Magic Sam chronology
| Black Magic (1968) | Magic Sam Live (1981) | Magic Touch (1983) |

= Magic Sam Live =

Magic Sam Live is a live album by the American blues musician Magic Sam, recorded in Chicago in 1963/63 and at the first Ann Arbor Blues Festival in Michigan in 1969, that was released by the Delmark label in 1981.

==Reception==

Allmusic reviewer Al Campbell stated "While the sound quality leaves something to be desired, fans of electric Chicago blues should hear Magic Sam Live. Recorded at two separate locations ... this disc captures the raw energy not only of the musicians, but the crowds' tremendous response to them. ... Ignore the rotten sound quality, this is raw blues power and provides a priceless document of Sam Maghett's vital showmanship". The Penguin Guide to Blues Recordings said "The gig tapes ... are of indifferent quality but they can't mask the energy coming from the bandstand.
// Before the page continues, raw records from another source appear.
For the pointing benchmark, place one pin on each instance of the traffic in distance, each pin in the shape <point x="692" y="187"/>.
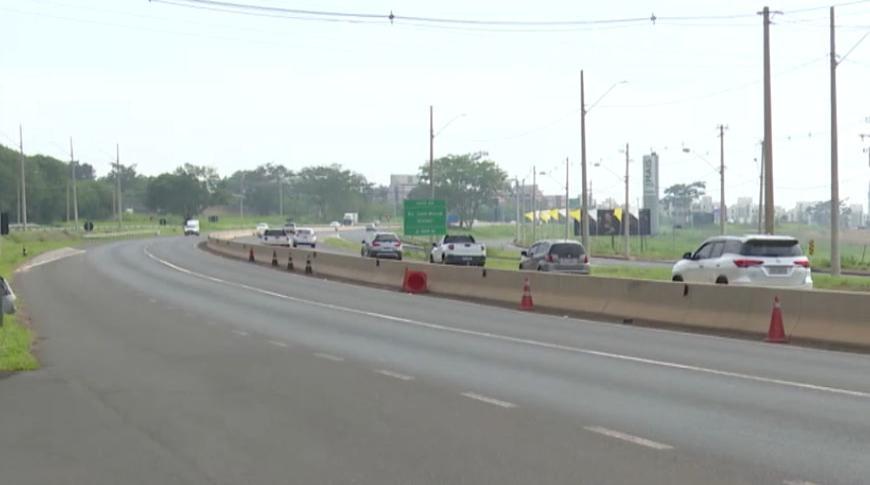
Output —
<point x="756" y="260"/>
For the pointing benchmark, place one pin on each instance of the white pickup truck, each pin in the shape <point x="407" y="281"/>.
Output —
<point x="458" y="249"/>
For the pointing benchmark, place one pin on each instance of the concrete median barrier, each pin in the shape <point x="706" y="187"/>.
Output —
<point x="829" y="317"/>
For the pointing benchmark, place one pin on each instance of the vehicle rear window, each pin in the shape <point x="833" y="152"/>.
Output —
<point x="564" y="250"/>
<point x="462" y="238"/>
<point x="773" y="248"/>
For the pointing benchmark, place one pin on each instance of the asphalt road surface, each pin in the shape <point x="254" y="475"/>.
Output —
<point x="166" y="364"/>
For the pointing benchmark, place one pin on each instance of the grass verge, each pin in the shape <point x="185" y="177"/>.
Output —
<point x="16" y="339"/>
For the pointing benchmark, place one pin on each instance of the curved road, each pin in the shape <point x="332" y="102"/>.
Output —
<point x="165" y="364"/>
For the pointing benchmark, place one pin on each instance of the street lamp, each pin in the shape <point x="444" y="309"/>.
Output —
<point x="584" y="204"/>
<point x="432" y="136"/>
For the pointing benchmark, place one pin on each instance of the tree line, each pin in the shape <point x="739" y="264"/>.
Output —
<point x="470" y="183"/>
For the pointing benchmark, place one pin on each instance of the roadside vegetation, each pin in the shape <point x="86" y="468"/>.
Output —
<point x="16" y="338"/>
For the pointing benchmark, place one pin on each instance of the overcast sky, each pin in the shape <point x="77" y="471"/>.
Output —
<point x="173" y="85"/>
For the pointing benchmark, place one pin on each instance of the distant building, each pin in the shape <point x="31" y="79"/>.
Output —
<point x="651" y="189"/>
<point x="742" y="212"/>
<point x="401" y="186"/>
<point x="856" y="216"/>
Sam was a talented guitarist but that was merely an adjunct to the forceful personality projected on his vocals ... Sam sweeps all before him, accustomed to leading from the front and grateful if musicians keep up".

Professional ratings
Review scores
| Source | Rating |
| Allmusic |  |
| The Penguin Guide to Blues Recordings |  |

==Track listing==
All compositions by Magic Sam except where noted

Disc One: At the Alex Club, 1963/64
1. "Every Night About This Time" (Dave Bartholomew, Fats Domino) − 3:44
2. "I Don't Believe You'd Let Me Down" − 4:19
3. "Mole's Blues" − 4:49
4. "I Just Got to Know" − 4:22
5. "Tore Down" (Sonny Thompson) − 3:18
6. "You Were Wrong" − 5:14
7. "Backstroke" 	3:48
8. "Come On in This House" (Junior Wells) − 4:07
9. "Looking Good" − 3:17 Omitted from single CD reissue
10. "Riding High" − 1:41
- Recorded at The Alex Club, Chicago in October 1963 (tracks 1, 2, 4, 6 & 9) and February 1964 (tracks 3, 5, 7, 8 & 10)
Disc Two: At the Ann Arbor Blues Festival, 1969
1. "San-Ho-Zay" − 2:31
2. "I Need You So Bad" (B.B. King, Sam Ling) − 4:15
3. "You Don't Love Me" − 4:04 Omitted from single CD reissue
4. "Strange Things Happening" (Percy Mayfield) − 4:10
5. "I Feel So Good (I Wanna Boogie)" − 4:54
6. "All Your Love" − 4:55
7. "Sweet Home Chicago" (Robert Johnson) − 3:28
8. "I Got Papers On You, Baby" − 3:30 Omitted from single CD reissue
9. "Looking Good" − 3:33
10. "Looking Good (Encore)" − 1:46
- Recorded at the Ann Arbor Blues Festival, Ann Arbor, Michigan on August 3, 1969

==Personnel==
- Magic Sam − guitar, vocals
- Eddie Shaw – tenor saxophone (Disc One)
- Tyrone Carter – electric piano (Disc One: tracks 1, 2, 4, 6 & 9)
- Mac Thompson – bass, vocals (Disc One)
- Bruce Barlow – bass (Disc Two)
- Bob Richey – drums (Disc One: tracks 1, 2, 4, 6 & 9)
- "Huckleberry Hound" (Robert Wright) – drums (Disc One: tracks 3, 5, 7, 8 & 10)
- Sam Lay – drums (Disc Two)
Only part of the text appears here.